Last year was one of the aviation industry’s safest ever, despite continuing financial troubles.
Airline fatalities worldwide dropped 25 percent in 2008, according to the latest data from Ascend, which provides information to the global aerospace industry.
There were 539 reported passenger and crew fatalities in 2008, compared to 730 in 2007, Ascend said.
The only year in this decade with fewer fatalities was 2004, with 434.
However, 2008 also saw a total of 28 fatal air accidents, an increase of 17 percent from 2007’s 24.
The fatal accident rate for 2008 of 1 per 1.3 million flights is better than the overall rate of 1 per 1.2 million for the nine years since 2000.
The year also compares favorably with the 1990s, which saw an average of 37.4 fatal accidents per year. An average of 1,128 people died each year during the ’90s — more than twice the 2008 total.

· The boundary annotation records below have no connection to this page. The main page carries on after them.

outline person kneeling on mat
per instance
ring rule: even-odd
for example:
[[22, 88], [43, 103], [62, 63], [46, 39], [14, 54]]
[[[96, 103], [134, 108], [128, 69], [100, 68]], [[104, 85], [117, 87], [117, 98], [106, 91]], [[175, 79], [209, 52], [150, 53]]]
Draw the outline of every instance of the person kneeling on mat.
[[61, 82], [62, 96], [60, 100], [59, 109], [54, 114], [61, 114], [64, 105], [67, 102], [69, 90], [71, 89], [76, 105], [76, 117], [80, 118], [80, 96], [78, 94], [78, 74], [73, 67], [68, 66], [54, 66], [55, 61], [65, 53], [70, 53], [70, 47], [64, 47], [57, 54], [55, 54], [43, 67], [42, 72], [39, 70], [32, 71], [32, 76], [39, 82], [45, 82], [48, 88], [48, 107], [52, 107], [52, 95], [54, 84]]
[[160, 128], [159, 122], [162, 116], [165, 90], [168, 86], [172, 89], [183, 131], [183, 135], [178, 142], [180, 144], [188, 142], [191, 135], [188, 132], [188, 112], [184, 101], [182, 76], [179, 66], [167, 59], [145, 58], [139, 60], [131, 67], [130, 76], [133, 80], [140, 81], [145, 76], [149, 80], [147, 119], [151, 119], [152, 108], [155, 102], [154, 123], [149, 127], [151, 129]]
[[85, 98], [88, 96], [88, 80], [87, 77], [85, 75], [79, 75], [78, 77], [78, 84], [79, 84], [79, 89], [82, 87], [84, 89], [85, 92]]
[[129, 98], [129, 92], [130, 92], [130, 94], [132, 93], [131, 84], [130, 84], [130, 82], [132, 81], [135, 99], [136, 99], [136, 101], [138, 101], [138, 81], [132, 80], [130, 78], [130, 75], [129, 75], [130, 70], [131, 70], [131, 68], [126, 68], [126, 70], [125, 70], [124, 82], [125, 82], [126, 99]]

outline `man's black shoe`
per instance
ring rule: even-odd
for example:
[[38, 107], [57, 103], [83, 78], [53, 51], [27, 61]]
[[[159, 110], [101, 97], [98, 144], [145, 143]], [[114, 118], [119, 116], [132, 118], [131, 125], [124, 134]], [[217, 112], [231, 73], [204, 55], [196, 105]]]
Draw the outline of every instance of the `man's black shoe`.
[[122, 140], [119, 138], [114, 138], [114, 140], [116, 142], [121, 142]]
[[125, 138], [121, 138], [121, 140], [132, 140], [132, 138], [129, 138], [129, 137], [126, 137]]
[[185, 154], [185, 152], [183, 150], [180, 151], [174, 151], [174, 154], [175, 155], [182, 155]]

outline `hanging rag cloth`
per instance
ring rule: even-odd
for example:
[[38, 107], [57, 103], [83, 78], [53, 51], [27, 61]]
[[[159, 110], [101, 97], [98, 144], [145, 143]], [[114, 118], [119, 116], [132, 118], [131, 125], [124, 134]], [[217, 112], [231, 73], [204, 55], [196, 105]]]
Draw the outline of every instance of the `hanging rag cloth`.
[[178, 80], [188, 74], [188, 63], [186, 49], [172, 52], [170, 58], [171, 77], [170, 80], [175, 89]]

“These are very reassuring statistics,” Ascend Director Paul Hayes said Wednesday. “Although there were more fatal accidents this year than last, far fewer people died. The chances of dying in a serious air accident have reduced significantly and overall, passenger safety has improved.”
The worst accident of 2008 was the Spanair MD-80 crash in August, which killed 149 of the 166 passengers on board and five of six crew when it crashed beside the runway at Madrid Bajaras Airport. Only two other accidents killed more than 50 people; the Aeroflot Nord (Boeing 737) and Itek Air (Boeing 737) crashes resulted in 82 and 65 deaths respectively.